Da kam der heilige Justus, Sankt Beatus’ Geselle, in das Tal und hub an, den neuen Glauben zu verkünden, und die meisten Bewohner liessen sich taufen. Von da an war die Jungfrau verschwunden, und niemals hat man sie nachmals mehr im Tale gesehen. Nur einmal noch begegnete ihr ein Jäger auf dem Heimweg von einer beutelosen Jagd. Der hiess mit Namen Ingur und hatte sich nicht abgewandt vom Dienst der alten Götter, obgleich sein eigen Weib dem Worte Gottes bereits Ohr und Herz geöffnet. Wortlos winkte das Mädchen dem Manne, dass er ihr folge, und führte ihn zu einer Höhle, die tief in den Berg ging, und hing ihm zwei frischerlegte Rehe über die Schulter. Dann reichte sie ihm einen schwarzen Ring und sprach: «Solang du diesen Ring am Finger trägst, wird weder Unsal dich schlagen noch Not an dich kommen.
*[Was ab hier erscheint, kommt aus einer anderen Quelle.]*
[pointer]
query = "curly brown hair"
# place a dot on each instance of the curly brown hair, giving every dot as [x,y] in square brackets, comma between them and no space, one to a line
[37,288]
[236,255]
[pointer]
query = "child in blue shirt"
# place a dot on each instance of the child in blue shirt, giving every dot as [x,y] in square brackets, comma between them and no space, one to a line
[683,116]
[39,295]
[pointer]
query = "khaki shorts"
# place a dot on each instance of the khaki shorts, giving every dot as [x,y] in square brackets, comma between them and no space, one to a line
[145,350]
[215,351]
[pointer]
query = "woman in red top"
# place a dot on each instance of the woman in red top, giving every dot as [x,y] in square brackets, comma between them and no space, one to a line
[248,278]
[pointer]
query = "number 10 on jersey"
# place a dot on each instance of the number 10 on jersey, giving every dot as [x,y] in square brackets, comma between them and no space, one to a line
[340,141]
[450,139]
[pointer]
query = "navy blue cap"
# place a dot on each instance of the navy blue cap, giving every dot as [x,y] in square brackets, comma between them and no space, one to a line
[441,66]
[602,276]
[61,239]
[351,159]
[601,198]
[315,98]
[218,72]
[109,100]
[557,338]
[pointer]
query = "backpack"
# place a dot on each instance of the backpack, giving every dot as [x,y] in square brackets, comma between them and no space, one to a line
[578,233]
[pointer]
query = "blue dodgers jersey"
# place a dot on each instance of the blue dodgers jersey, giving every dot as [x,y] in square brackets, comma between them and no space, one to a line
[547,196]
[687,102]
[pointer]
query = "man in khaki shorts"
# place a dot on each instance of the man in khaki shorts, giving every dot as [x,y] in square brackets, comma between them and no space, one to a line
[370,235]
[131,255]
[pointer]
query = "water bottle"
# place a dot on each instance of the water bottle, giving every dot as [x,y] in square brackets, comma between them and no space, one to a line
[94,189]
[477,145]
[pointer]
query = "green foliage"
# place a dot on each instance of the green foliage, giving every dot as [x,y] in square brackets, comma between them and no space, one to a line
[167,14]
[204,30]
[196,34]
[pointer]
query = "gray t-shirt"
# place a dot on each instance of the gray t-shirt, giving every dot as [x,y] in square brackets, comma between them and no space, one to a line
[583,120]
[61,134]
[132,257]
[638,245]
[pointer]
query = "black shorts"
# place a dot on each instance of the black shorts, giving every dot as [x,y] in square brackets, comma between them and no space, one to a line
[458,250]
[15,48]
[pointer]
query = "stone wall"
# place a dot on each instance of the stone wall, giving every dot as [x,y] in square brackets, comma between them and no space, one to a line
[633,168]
Doch nicht eher darfst du ihn an den Finger stecken, als bis dein Pfeil das Herz des fremden Lehrers durchbohrt hat, der da ein Feind ist unserer Götter. » Ingur stieg zu Tal und forschte alsbald nach dem Christen. Der aber war wieder über die Berge gegangen an die Gestade des Thunersees. Und Ingur musste abstehn von seiner Tat. Voller Zorn und Ingrimm verstiess er sein frommes Weib und irrte rasend im Walde umher. Da aber überkam ihn aufs Mal ein wilder Mut: er nahm den Ring und steckte ihn an den Finger. Da zerschliss ein Blitz die Luft, ein Donnerschlag dröhnte – Ingur lag entseelt am Boden.
Von Stund an hat kein Menschenauge die schöne Jungfrau mehr erblickt, durch Hunderte und aber Hunderte von Jahren. Erst in späten Tagen sah man sie zu Zeiten wieder unten im Tal, das Antlitz von stummem Schmerz verzerrt, mit aufgelöstem Haar. Sie trat in die Häuser und brachte allemal den Frauen, deren Männer in den Krieg gezogen, die Kunde von ihrem Tod.
Aus: C. Englert-Faye. Us der Gschichtetrucke. Ein Schweizer Volksbuch für Jung und Alt, Bern 1963.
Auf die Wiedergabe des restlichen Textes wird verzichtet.